“Along with growing stronger on your own, you’ll need to learn how to work as a team,” the teacher’s voice rang across the courtyard. “The goddess blessed us with strength to protect the weak and prevent needless loss. You will learn to cover the weaknesses of others, just as they may one day cover yours. If you want to know where you stand, check the notice board.”
With that, she stepped down from the platform and walked away. Students rushed the board at once, shoulders pressing together as voices rose with excitement, pride, and dread. Some shoved forward to secure a better view, while others hung back as though delaying the truth might change it. Elena waited until the first wave thinned before moving closer.
Her eyes searched the crowded list until she found her name.
Group Three. Senior Rowan.
She looked higher and quickly found Elaine’s name near the top of the board. Group One, under Kael Draven, the crown prince. Several girls near the board whispered the prince’s name with open envy, while others glanced around to see who had been chosen for his group. Relief loosened something tight in Elena’s chest.
At least they were separate.
Then her eyes returned to her own list of names, where most carried wolf marks beside them, small symbols stamped neatly next to each student. Every name above and below hers bore the same mark. Elena stared at the space beside her own name for longer than she meant to.
She wasn’t a wolf.
Yet she had just been placed in wolf training.
She folded the paper before anyone noticed how tightly she was holding it. A bell rang across the courtyard, loud enough to kill every conversation, and students straightened at once. Whatever Lycoria had seemed before, it felt far less welcoming now.
“Group leaders to your stations,” an instructor called. “First years, report immediately. If your name must be called twice, you are already behind.”
The crowd split apart and surged in every direction. Some students moved with confidence, already laughing with the people beside them as if they had belonged here for years. Others tried to hide how lost they looked, clutching their papers as they hurried to keep up. Elena hesitated for one dangerous second, then forced herself forward.
Here, even hesitation felt like failure.
East Field sat beyond the main courtyard, past older training yards marked by years of drills and sparring. Weapon racks lined the walls, and the packed dirt ground was scarred with old footprints and fresh cuts. By the time Elena arrived, rows had already formed beneath the open sky.
Most of the students waiting there carried themselves with the same quiet certainty. It showed in the way they stood, relaxed but ready, as though power lived naturally in their bodies. Some exchanged amused looks as newcomers rushed into place. Elena slipped into the back row and felt the difference immediately.
She looked like an error no one had corrected.
A boy near the front glanced over his shoulder.

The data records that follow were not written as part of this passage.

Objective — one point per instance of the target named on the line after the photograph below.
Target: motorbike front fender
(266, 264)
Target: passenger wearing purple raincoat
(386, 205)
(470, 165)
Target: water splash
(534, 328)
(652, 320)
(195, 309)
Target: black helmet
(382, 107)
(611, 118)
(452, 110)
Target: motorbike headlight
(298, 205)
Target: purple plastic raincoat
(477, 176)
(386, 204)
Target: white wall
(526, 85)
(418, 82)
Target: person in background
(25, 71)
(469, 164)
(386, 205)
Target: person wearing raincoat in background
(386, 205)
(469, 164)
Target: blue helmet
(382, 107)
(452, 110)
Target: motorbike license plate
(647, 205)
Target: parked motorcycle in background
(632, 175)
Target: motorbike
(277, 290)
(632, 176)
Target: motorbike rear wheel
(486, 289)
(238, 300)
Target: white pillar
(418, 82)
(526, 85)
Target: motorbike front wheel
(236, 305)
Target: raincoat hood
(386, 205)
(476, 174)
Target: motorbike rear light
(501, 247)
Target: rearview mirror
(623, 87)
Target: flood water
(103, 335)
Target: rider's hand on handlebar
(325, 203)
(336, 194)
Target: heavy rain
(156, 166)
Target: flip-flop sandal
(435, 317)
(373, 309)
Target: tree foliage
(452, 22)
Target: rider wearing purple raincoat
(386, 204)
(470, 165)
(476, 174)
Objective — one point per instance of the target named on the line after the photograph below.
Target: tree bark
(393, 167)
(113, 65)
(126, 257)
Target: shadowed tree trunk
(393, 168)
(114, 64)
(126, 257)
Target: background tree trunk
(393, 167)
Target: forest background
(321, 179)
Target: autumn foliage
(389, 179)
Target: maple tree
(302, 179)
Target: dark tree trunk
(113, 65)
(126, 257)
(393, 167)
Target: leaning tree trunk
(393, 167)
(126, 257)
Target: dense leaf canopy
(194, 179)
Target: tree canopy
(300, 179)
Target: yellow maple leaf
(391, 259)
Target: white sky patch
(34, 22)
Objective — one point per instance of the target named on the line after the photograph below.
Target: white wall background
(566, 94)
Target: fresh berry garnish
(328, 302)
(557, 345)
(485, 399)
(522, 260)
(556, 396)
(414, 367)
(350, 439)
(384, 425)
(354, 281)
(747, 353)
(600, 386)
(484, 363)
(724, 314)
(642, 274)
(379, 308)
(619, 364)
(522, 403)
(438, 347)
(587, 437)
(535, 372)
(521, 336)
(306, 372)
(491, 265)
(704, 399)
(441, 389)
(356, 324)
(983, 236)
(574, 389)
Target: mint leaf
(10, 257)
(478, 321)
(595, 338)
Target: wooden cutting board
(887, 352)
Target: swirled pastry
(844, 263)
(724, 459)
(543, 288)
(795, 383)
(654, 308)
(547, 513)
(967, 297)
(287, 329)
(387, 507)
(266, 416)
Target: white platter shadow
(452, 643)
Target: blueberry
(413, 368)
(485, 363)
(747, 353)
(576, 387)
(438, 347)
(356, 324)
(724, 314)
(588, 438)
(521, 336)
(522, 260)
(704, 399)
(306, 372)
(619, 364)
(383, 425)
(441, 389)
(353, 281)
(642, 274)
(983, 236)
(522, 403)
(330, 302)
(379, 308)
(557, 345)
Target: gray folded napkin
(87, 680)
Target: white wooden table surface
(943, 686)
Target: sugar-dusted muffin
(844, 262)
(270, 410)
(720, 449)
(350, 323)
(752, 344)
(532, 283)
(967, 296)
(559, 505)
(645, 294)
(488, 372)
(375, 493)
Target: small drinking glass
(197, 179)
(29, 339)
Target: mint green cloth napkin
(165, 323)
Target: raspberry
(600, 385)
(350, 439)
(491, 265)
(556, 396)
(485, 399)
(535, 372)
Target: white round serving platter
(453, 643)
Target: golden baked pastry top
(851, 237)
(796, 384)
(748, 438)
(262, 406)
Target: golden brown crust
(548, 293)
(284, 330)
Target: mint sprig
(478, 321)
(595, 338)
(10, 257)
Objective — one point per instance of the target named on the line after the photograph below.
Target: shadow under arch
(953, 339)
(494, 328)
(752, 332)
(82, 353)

His eyes dropped to the mark on her packet, then lifted to her face. “Since when does the goddess choose peasants?” he said loudly enough for half the row to hear.
Low laughter followed.
Another student smirked. “Maybe they needed someone to carry the bags.”

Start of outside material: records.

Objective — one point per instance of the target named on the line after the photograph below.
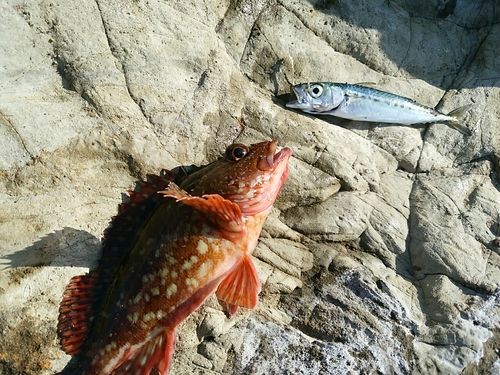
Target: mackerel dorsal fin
(221, 211)
(240, 287)
(83, 296)
(155, 353)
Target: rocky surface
(382, 253)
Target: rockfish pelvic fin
(155, 353)
(457, 115)
(219, 210)
(240, 287)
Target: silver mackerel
(362, 103)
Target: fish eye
(236, 152)
(316, 90)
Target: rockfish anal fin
(219, 210)
(240, 287)
(155, 353)
(457, 114)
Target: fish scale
(164, 255)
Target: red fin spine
(156, 353)
(242, 286)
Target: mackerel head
(169, 249)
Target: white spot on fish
(132, 318)
(171, 290)
(191, 283)
(171, 260)
(204, 269)
(202, 247)
(164, 272)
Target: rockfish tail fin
(456, 117)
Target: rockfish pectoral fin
(155, 353)
(241, 286)
(219, 210)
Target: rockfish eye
(236, 152)
(316, 90)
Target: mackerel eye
(316, 90)
(236, 152)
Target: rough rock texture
(382, 254)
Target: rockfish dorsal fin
(83, 296)
(220, 211)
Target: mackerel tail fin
(456, 117)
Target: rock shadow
(67, 247)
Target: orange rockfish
(163, 257)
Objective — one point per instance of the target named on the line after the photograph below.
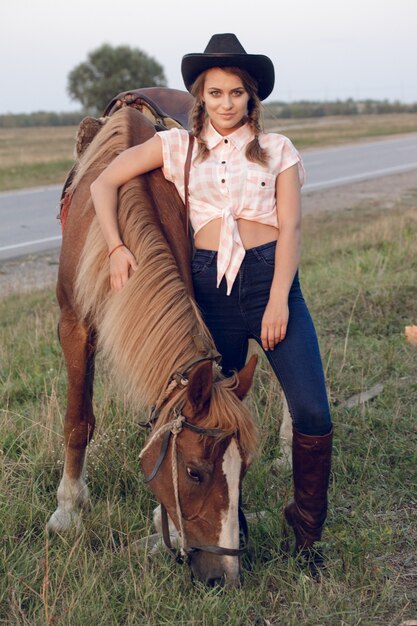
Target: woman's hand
(274, 323)
(122, 262)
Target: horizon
(322, 51)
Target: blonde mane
(152, 327)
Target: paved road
(28, 217)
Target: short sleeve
(174, 152)
(290, 156)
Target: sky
(321, 49)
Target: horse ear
(199, 388)
(245, 377)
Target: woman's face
(225, 100)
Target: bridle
(171, 430)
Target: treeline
(309, 108)
(301, 108)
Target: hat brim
(259, 66)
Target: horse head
(195, 464)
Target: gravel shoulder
(38, 271)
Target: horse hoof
(63, 521)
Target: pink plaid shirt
(228, 186)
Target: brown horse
(161, 355)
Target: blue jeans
(234, 319)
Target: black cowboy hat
(225, 50)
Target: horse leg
(78, 345)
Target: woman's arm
(130, 163)
(287, 257)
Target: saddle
(165, 108)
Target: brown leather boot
(311, 456)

More laughter spread through the line, easier now that one person had started it. A few students turned fully to look at her, curiosity replacing boredom. Elena could feel their attention like hands pressing against her skin.
She kept her expression still.
Heat climbed into her chest, but she refused to look down. If mockery was all they had to offer, they would need more than that. She said nothing and stayed where she was.
Then the field went silent.
A young man stepped onto the platform at the front, dressed in black training clothes instead of academy robes. He moved without hurry, but every voice died the moment he arrived. He did nothing to demand attention, yet everyone gave it to him.
Elena knew at once this had to be Rowan.
He looked younger than she expected for a senior, but nothing about him felt uncertain. His shoulders were broad, his posture loose in the way only skilled fighters could afford. His eyes moved across the rows, reading faces, posture, and weakness, and when they reached the back, they paused on Elena for a brief moment before moving on.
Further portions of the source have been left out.